Dorothy Purrkins, as my daughter christened her, moved in on the snowiest day in January. An adaptable, sociable animal, she’d go with the flow, whatever our chaotic household threw at her. So quickly did she adjust to our routines that I wondered whether she’d previously had us under surveillance.
When other cats entered “her” garden, she’d chase them off her territory with gusto. When we had human visitors, she’d greet them on equal terms, confident that they would be pleased to see her (which they always were).
After six months in residence, she’s calling the shots. When her food bowl is empty, she sits next to it, politely but firmly pinning me with a laser-like look until we replenish it. After an outing to the garden, she stands on the window-ledge staring with the intensity only a cat can muster until we open the window to let her in. Seated companionably in the sitting room of an evening, her eyes follow us proprietorially around the room. We should have called her Mona Lisa.
But what will happen when we go away to Scotland in the summer? I worry that, thinking we’ve abandoned her, she’ll move on in search of a more dependable home. I could send her to a cattery for the duration, but a cat with a huge rural territory would not enjoy a fortnight penned indoors. Even with a kind friend happy to feed her while we’re away, it’s a tough call.

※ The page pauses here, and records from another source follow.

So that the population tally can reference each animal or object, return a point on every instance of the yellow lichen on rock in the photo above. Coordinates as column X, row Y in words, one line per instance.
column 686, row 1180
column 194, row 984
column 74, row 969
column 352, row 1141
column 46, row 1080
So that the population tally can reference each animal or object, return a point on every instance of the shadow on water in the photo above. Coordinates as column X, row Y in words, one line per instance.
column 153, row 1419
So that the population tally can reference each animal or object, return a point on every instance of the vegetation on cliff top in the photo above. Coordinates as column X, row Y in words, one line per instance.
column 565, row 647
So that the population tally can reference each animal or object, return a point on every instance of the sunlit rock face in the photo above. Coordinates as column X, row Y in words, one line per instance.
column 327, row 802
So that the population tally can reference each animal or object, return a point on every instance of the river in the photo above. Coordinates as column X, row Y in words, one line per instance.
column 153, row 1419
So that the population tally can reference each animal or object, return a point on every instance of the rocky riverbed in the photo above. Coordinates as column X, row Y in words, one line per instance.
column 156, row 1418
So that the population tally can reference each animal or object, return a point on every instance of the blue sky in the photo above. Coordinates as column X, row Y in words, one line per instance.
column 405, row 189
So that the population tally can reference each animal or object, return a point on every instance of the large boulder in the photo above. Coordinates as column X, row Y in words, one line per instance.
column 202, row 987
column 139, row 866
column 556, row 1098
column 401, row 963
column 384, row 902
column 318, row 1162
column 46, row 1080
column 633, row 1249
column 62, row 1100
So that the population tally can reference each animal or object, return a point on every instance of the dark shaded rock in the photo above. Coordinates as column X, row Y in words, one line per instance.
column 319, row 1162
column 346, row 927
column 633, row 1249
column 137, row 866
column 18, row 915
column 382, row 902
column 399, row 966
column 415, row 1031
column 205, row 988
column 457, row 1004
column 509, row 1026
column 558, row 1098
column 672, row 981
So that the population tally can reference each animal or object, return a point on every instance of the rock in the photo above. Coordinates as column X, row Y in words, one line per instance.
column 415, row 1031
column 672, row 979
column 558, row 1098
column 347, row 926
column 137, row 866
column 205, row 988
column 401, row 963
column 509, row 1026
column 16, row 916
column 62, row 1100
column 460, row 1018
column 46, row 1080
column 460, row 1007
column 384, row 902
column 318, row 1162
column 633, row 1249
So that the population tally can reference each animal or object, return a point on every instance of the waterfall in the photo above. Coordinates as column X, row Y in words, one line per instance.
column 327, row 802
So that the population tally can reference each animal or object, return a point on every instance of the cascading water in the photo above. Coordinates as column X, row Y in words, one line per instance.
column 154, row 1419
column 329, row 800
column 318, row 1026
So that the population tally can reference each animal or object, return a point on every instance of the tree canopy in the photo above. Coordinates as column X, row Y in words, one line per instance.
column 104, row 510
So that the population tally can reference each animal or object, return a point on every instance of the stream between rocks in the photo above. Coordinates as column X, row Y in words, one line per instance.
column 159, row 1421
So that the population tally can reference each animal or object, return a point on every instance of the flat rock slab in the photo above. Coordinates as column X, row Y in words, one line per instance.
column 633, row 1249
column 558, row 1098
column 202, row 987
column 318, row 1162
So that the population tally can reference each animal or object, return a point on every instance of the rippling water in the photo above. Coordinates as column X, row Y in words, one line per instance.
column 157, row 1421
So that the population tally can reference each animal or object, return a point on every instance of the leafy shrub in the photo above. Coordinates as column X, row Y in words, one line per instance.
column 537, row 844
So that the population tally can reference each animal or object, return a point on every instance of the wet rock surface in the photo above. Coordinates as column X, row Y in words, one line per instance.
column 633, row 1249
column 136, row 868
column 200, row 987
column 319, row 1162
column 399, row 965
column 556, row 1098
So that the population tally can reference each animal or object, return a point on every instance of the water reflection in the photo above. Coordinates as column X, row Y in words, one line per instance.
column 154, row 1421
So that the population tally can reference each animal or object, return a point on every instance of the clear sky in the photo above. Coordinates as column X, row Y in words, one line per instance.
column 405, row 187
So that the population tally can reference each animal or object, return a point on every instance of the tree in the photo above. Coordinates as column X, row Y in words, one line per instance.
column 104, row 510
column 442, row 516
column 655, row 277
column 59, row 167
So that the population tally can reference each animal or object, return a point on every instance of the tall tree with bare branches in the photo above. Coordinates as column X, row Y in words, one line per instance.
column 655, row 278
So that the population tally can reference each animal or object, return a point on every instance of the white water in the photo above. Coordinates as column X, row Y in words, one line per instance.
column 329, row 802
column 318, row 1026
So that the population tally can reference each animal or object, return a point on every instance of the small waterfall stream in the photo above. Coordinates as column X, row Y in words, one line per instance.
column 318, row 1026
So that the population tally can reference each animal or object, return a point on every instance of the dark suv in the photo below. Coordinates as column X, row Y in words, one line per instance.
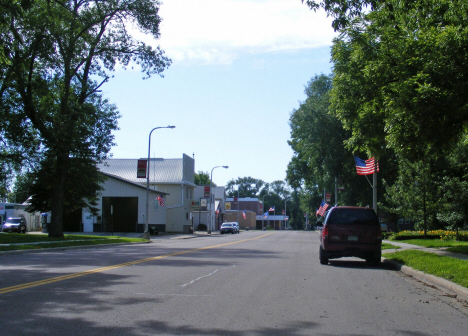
column 351, row 232
column 13, row 224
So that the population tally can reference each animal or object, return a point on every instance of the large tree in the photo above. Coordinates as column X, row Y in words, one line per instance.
column 59, row 54
column 401, row 77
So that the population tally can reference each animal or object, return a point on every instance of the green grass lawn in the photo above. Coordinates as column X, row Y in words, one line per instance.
column 452, row 269
column 387, row 246
column 34, row 242
column 458, row 249
column 435, row 243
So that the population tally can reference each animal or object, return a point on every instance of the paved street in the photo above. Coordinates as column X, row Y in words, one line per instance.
column 254, row 283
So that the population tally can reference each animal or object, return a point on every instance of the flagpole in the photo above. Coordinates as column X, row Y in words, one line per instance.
column 374, row 187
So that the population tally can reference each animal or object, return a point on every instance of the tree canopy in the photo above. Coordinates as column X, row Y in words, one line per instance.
column 398, row 91
column 57, row 55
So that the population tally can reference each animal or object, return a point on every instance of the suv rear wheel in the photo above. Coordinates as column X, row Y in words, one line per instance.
column 323, row 257
column 374, row 259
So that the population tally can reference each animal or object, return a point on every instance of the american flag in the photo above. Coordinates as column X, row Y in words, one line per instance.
column 366, row 167
column 323, row 207
column 161, row 200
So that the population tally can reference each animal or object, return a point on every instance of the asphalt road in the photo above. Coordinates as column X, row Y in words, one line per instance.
column 254, row 283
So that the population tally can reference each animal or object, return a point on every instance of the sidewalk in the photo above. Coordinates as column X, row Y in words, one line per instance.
column 440, row 251
column 452, row 289
column 161, row 235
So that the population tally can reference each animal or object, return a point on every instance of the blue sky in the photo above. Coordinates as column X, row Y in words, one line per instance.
column 239, row 69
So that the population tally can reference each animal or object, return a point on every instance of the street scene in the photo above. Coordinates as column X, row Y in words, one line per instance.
column 234, row 167
column 252, row 283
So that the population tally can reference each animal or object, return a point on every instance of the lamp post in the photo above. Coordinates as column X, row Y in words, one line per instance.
column 212, row 198
column 263, row 204
column 146, row 233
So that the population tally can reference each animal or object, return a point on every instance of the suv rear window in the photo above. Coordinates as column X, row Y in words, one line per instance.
column 352, row 216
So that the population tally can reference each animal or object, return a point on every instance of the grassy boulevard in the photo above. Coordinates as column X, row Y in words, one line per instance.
column 449, row 268
column 16, row 241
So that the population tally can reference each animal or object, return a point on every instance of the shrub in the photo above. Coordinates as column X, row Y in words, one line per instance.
column 434, row 234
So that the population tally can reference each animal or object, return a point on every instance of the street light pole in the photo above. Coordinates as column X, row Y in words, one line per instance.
column 146, row 233
column 212, row 199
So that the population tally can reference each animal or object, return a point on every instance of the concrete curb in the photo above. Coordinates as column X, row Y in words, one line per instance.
column 54, row 249
column 450, row 288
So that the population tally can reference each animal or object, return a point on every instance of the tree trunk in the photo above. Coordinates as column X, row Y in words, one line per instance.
column 56, row 223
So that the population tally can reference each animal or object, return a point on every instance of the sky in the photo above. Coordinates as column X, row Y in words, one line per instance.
column 239, row 69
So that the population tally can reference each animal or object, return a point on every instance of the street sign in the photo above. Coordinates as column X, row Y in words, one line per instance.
column 141, row 169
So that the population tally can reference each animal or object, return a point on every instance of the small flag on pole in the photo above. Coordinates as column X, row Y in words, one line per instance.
column 366, row 167
column 323, row 207
column 161, row 200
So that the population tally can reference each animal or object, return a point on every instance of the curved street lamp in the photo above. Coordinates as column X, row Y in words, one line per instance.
column 146, row 233
column 212, row 198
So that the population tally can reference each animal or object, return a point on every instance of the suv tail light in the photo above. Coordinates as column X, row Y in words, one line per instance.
column 325, row 232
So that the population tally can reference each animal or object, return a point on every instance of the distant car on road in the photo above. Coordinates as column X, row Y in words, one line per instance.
column 229, row 227
column 351, row 232
column 15, row 224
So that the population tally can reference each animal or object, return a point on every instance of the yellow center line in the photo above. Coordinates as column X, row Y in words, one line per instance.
column 103, row 269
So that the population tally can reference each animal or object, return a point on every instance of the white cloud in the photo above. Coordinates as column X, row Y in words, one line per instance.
column 219, row 31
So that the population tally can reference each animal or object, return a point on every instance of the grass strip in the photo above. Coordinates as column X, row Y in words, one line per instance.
column 98, row 241
column 435, row 243
column 458, row 249
column 387, row 246
column 452, row 269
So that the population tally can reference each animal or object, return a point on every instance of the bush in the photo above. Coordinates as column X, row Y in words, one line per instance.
column 433, row 234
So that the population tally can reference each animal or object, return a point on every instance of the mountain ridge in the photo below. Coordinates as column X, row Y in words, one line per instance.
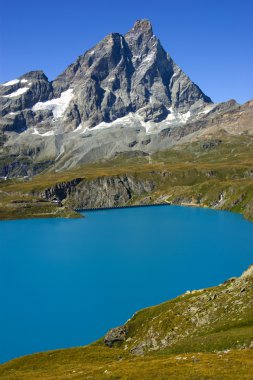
column 122, row 75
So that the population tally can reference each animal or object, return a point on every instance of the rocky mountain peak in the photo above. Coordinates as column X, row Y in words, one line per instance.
column 34, row 75
column 142, row 27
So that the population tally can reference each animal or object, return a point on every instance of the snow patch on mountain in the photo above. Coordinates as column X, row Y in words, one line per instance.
column 11, row 82
column 19, row 92
column 58, row 105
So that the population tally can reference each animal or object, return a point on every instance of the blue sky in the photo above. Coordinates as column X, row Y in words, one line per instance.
column 210, row 40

Or so I thought until this morning. After despatching husband and daughter on the school run, I was standing quietly in the utility room, enjoying a calming cup of tea before work. Dorothy Purrkins sauntered confidently past my feet, heading for the cat flap. Strolling leisurely up the garden path, she chose the best vantage point before settling down on the lawn, surveying her territory. She was a tortoiseshell Monarch of the Glen. Spoiled for choice by the many pleasurable opportunities that the garden held in store, she lay quietly considering her options. Snooze in the hammock in the shade? Warm up with a sunbathe in the greenhouse? Gaze at bits of blossom falling from the fruit trees? Chase butterflies fluttering around the gooseberry bush? Sprawl on the patio, absorbing the sun’s heat stored in the stone paving slabs?
Whatever was on her agenda, Dorothy Purrkins looked utterly contented with the prospect. And so my decision was made: for her it will be a holiday at home. In fact, I might even join her. Who needs travel anyway?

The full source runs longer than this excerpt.